I am working on a phonebook, where if the user does not provide Name but fills only email, I will show the email value in phonebook (as in mac contacts). And the priority is as follows
Name (if not present) -> Email (if not present) -> companyname (if not present) -> phone
The phonebook sorting is required to be in the following order, where
- The alphabets should appear first (can be name, email, company name (punctuation ignored))
- Emails starting with numbers
- Currency Symbols
- Name and Company name starting with numbers
- Phone Numbers
For example, phonebook should list contacts in the following order
- Aaron
- @home furnitures
- Karen
- laos@gmail.com
- Rahon
- Zaro
- $1000
- £934
- 1TouchFurnitures
- 21st century
- 6Bianca Corps
- +1 (232) 323-844
- +6 (983) 341-093
- 91 9600946491
I am currently using the following mapping in elasticsearch with sort order rules (rules) in a single field just for sorting purpose (sortKey) with icu_collation_keyword type
{
"mappings": {
"properties": {
"sortKey": {
"type": "text",
"fields": {
"sort": {
"type": "icu_collation_keyword",
"index": false,
"rules" : "[reorder Latn digit currency symbol space punct others]",
"alternate" : "shifted"
}
}
}
}
}
}
I am getting the following sort order while query in name.sort field
- Aaron
- @home furnitures
- Karen
- laos@gmail.com
- Rahon
- Zaro
- 1geni@gmail.com
- 1TouchFurnitures
- 2mud@gmail.com
- 21st century
- 6Bianca Corps
- 91 9600946491
- 99voli@gmail.com
- $1000
- £934
- +1 (232) 323-844
- +6 (983) 341-093
I can see why the sorting is in the above order, because of the rule reordering -> Latn, digit, currency, symbol, space, punct, others. I can understand with collation algorithm each character is given sort key based on collation rule we have defined.

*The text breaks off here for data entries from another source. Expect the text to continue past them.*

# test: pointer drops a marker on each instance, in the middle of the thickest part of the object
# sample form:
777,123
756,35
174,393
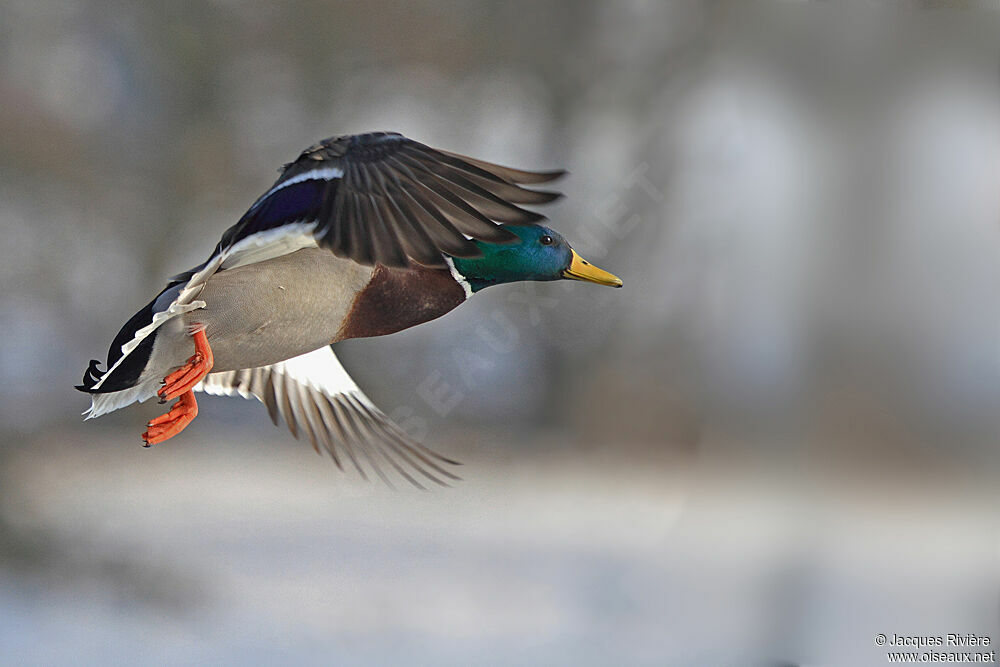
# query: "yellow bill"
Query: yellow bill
581,269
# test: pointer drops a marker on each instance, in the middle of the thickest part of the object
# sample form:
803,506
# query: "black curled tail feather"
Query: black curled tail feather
91,376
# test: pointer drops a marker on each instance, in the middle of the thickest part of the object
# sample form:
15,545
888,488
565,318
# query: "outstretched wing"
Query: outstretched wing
315,395
382,198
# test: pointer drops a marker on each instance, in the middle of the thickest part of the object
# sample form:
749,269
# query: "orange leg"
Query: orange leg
187,376
180,385
167,426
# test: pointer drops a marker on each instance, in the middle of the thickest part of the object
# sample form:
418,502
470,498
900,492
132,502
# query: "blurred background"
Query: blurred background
779,440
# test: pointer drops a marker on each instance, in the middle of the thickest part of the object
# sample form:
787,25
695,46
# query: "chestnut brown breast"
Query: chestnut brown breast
397,299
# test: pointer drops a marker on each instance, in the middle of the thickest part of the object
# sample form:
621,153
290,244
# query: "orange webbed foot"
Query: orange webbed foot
167,426
187,376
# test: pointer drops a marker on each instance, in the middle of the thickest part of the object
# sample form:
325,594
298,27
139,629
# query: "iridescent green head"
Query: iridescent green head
539,254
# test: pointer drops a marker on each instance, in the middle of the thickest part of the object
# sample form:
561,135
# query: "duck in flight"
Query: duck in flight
362,235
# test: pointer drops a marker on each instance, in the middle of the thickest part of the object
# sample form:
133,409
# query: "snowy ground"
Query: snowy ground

Apart from rule settings option which we have used above, I know we can write a rule chain as an alternate for collated sorting, Can someone please tell me is it possible to flex the unicode collation algorithm to match the above use case.
Note: Keeping multiple elasticsearch fields for each grouping (just for sorting purpose) and based on the number of records fetched with limit, we can chain multiple queries for cursor mechanism. But I dont think its a proper way of going about it, and looking to see if it can be achieved with just one field.
Thank you so much for taking time to read this. Any help is much appreciated.